Warmth bloomed in Frodo's cheeks and swept away the strained half-smile as he nodded in answer. Then they were left alone above the court, where the drips of water pattered into a waiting stillness.
"We'll miss elevenses too, if we don't go now." Frodo turned from the gallery and released Sam's hand slowly.
Sam followed him to the southward arch, and through another dim passage that climbed back up to the wall. As they reached the spot where the rampart leaned over the stables, a chatter of lively voices floated up from the wide yard. Sam fancied that he could hear Mr. Pippin among them, his laughter pealing high as bells, but Frodo only sharpened his stride. He didn't seem wearied by all their walking through the confounded streets neither, and that, Sam told himself, should by rights be a comfort, not a worry.
Guards stood solemn on their posts by the watchtowers. Though the helmets cast their miens in shadow, Sam felt their glances like a prodding to his back. As he always did when he walked among folk in the city, Frodo slipped his injured hand into the folds of his cloak. The sight of it tore at Sam, and anger crept up close on his heels. For all that the city's healers said the wound were closing well, they couldn't know how much the tending of it still pained Frodo, and that he kept it hid as if those curious looks chafed it raw each time. Maybe that was why he urged their pace on now, till they were marching briskly along the stony walk.
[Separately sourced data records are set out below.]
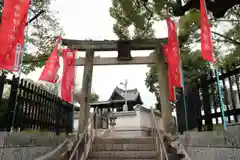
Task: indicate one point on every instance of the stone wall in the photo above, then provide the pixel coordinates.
(215, 145)
(213, 153)
(26, 146)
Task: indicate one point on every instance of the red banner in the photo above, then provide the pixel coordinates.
(67, 85)
(206, 39)
(174, 57)
(50, 70)
(171, 88)
(14, 19)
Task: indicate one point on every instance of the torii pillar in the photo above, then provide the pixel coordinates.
(162, 73)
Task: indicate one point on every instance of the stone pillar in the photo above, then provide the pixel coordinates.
(166, 109)
(86, 90)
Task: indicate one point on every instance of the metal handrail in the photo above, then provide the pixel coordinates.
(83, 136)
(160, 146)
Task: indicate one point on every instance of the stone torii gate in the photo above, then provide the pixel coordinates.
(124, 48)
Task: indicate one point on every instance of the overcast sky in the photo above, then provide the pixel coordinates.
(90, 19)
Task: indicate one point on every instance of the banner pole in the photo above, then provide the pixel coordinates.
(220, 97)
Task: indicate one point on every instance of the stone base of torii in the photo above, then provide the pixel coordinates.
(124, 48)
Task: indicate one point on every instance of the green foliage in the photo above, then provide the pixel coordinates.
(142, 15)
(42, 37)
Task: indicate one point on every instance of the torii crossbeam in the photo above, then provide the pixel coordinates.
(124, 48)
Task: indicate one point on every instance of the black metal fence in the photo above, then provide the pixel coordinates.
(29, 107)
(203, 107)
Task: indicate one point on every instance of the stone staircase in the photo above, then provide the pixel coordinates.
(123, 148)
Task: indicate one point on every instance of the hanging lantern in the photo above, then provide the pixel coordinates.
(124, 50)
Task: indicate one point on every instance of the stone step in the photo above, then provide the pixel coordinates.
(140, 140)
(123, 154)
(120, 159)
(123, 147)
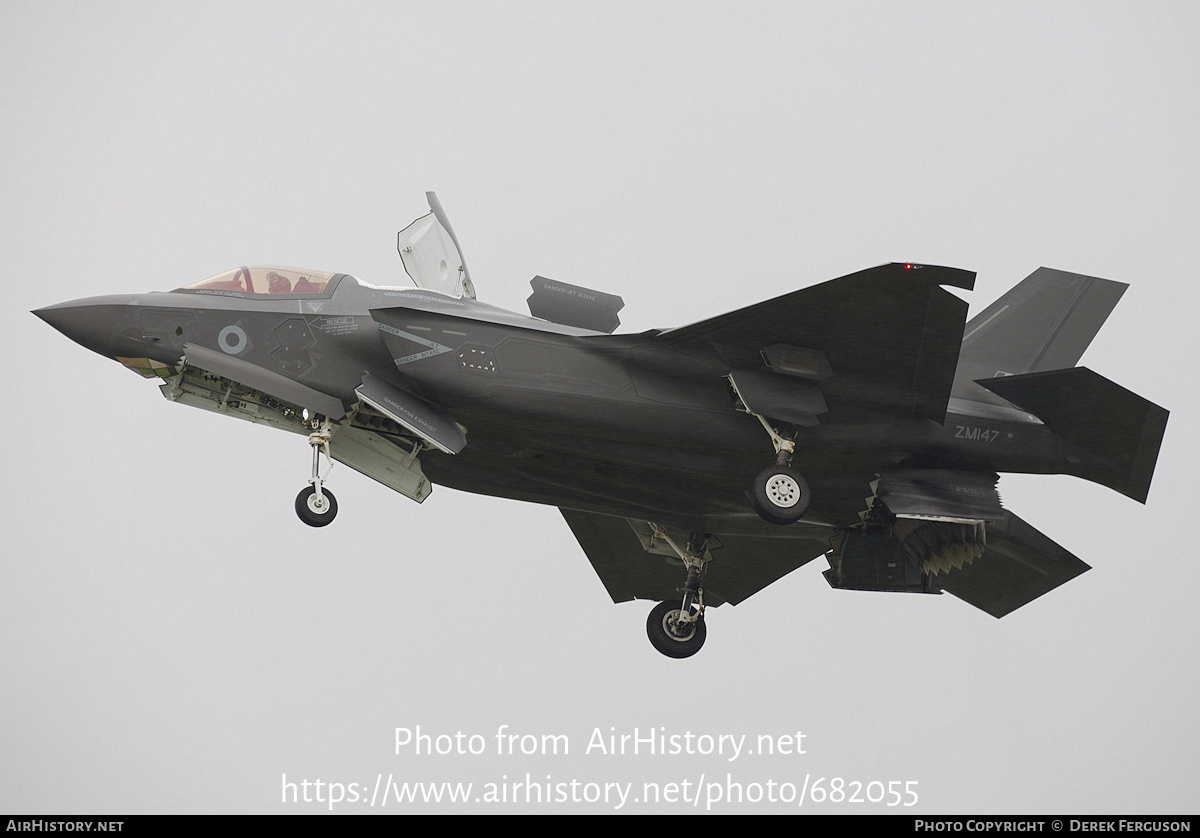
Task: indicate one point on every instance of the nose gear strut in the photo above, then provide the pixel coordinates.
(317, 506)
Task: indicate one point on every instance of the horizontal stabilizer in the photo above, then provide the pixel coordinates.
(1018, 566)
(426, 420)
(741, 566)
(888, 335)
(1099, 417)
(571, 305)
(1044, 322)
(261, 378)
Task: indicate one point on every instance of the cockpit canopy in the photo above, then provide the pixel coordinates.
(264, 280)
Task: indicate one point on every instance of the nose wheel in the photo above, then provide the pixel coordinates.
(316, 506)
(780, 494)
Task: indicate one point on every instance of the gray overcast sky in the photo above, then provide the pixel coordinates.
(173, 640)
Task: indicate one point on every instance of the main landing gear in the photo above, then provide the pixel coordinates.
(317, 506)
(676, 628)
(780, 494)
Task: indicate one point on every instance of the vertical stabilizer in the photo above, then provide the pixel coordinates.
(1043, 323)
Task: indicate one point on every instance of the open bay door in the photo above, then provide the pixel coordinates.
(432, 256)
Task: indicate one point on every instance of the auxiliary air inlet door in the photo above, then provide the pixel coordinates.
(418, 415)
(431, 253)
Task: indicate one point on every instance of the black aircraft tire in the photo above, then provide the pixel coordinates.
(780, 495)
(664, 640)
(315, 518)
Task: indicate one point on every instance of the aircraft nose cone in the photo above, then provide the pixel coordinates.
(93, 323)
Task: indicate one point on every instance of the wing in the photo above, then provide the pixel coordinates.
(1018, 566)
(741, 564)
(888, 336)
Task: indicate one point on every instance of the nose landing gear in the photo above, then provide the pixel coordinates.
(677, 628)
(317, 506)
(780, 494)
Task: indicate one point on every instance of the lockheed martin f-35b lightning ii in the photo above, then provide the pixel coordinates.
(863, 419)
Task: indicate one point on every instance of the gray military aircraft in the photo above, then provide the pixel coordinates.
(863, 419)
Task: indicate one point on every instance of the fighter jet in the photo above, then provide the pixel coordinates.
(863, 419)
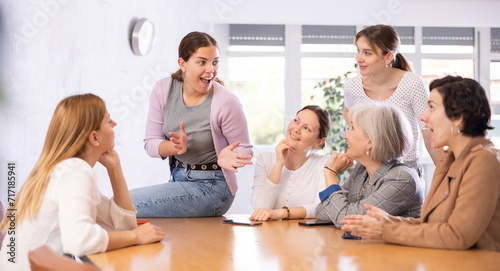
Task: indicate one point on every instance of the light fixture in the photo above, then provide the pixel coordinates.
(143, 37)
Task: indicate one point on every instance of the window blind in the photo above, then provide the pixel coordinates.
(256, 35)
Despite the lash of cold winds, Sam could feel the sun sting through his hair and on his forehead, and when the guards stepped back from their path, the light sprang in brilliant shards off burnished helmets and armour. Flustered by the heights and the day's dazzle, Sam was glad when they came to the hindmost tower and ducked into its wide shadow.
A hanging stair on the inside wall wound to the upper storey, and Frodo started to climb it without a pause to catch his breath. Scattered sand and grit on the steps itched against the soles of Sam's feet as he followed, prickling strange under newly healed skin, and he gripped the iron railing a bit harder.
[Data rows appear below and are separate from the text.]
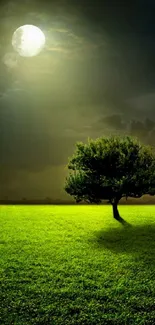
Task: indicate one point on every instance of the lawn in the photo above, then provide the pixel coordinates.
(64, 265)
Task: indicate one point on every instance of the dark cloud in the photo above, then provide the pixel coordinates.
(94, 77)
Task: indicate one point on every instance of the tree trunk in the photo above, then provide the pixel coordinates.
(117, 216)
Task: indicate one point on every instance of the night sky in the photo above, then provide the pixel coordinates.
(95, 77)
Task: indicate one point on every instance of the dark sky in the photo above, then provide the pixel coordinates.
(95, 76)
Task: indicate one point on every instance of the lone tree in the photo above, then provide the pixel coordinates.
(110, 168)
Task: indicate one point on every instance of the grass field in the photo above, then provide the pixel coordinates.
(63, 265)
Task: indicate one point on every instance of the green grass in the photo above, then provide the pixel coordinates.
(63, 265)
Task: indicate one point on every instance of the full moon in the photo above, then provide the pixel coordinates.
(28, 40)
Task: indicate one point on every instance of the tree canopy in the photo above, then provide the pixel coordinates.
(110, 168)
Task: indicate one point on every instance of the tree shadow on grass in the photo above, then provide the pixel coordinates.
(135, 240)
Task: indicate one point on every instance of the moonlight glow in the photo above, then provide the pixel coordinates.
(28, 40)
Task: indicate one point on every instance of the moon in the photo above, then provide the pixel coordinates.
(28, 40)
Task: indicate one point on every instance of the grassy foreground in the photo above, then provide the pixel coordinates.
(64, 265)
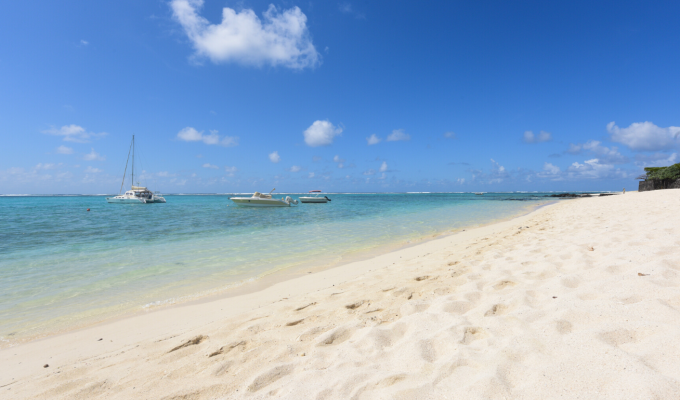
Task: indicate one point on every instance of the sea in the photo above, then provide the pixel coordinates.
(63, 267)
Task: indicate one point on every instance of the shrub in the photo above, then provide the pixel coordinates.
(660, 173)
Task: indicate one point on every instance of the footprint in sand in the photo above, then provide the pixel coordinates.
(620, 336)
(571, 282)
(303, 307)
(227, 349)
(336, 337)
(457, 307)
(356, 305)
(471, 334)
(496, 309)
(270, 377)
(563, 326)
(191, 342)
(503, 284)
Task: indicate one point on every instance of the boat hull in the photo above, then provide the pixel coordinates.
(250, 202)
(114, 200)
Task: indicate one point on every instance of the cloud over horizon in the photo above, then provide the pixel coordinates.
(74, 133)
(190, 134)
(280, 38)
(321, 133)
(645, 136)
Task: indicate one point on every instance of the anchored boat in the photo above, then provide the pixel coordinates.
(136, 194)
(263, 200)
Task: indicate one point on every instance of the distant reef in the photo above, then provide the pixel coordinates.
(656, 178)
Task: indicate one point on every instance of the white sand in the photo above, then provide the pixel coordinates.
(550, 305)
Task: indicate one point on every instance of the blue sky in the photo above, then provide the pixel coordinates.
(238, 96)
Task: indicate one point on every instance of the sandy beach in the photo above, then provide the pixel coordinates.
(579, 299)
When he reached the top of the stairs, Frodo stood in an open doorway. The daylight whipped about him, glinting through his curls, and lit his cloak to a green flame. He'd spread his hands to the carved sides of the arch and pressed his shoulders forward, such a taut unrest in his stance, Sam thought that he'd climb much higher if only the stairs didn't end here.
"Well, here we are then," Sam ventured with a caution.
Frodo let go of the doorway as if he'd been cast off a sling and didn't stop till he'd reached the balustrade.
Outside, a ledge curved wide as an oliphaunt's rib, but the wall girding it rose no higher than a Man's waist, and broad clefts opened everywhere in the breastwork. Sam looked back to the watchtower and discovered a pair of alcoves on either side of the arch, fitted with low benches that were shadowed by the eaves of the shingled roof. He set his pouch down on one of the stone seats and knew he was breathing harder than he ought after so short a climb.
"Faramir was right," Frodo said over his shoulder. "The view from here is more splendid than anywhere else. Come and see." He'd bent forward, and when Sam joined him, the wind snatched Frodo's cloak and unfurled it as a banner, tossing it high enough to brush Sam's face.
Sam squinted his eyes against the gusts that swooped about them, edged with bird calls and a dash of salt. The battle hadn't spared this part of the surrounding country either, but it must have been less fierce, for grassy banks showed between the blighted and trampled fields. Beyond the dike called the Rammas, the river swung through bright, lazy bends, and farther out, a pale gold haze lay over the rising grounds. The steep valleys were dotted with darker patches of brush or hurst, and on the edge of sight, another water-course cleaved the green with restless sparkles. Birds followed both waters, flitting specks on the lower air-streams.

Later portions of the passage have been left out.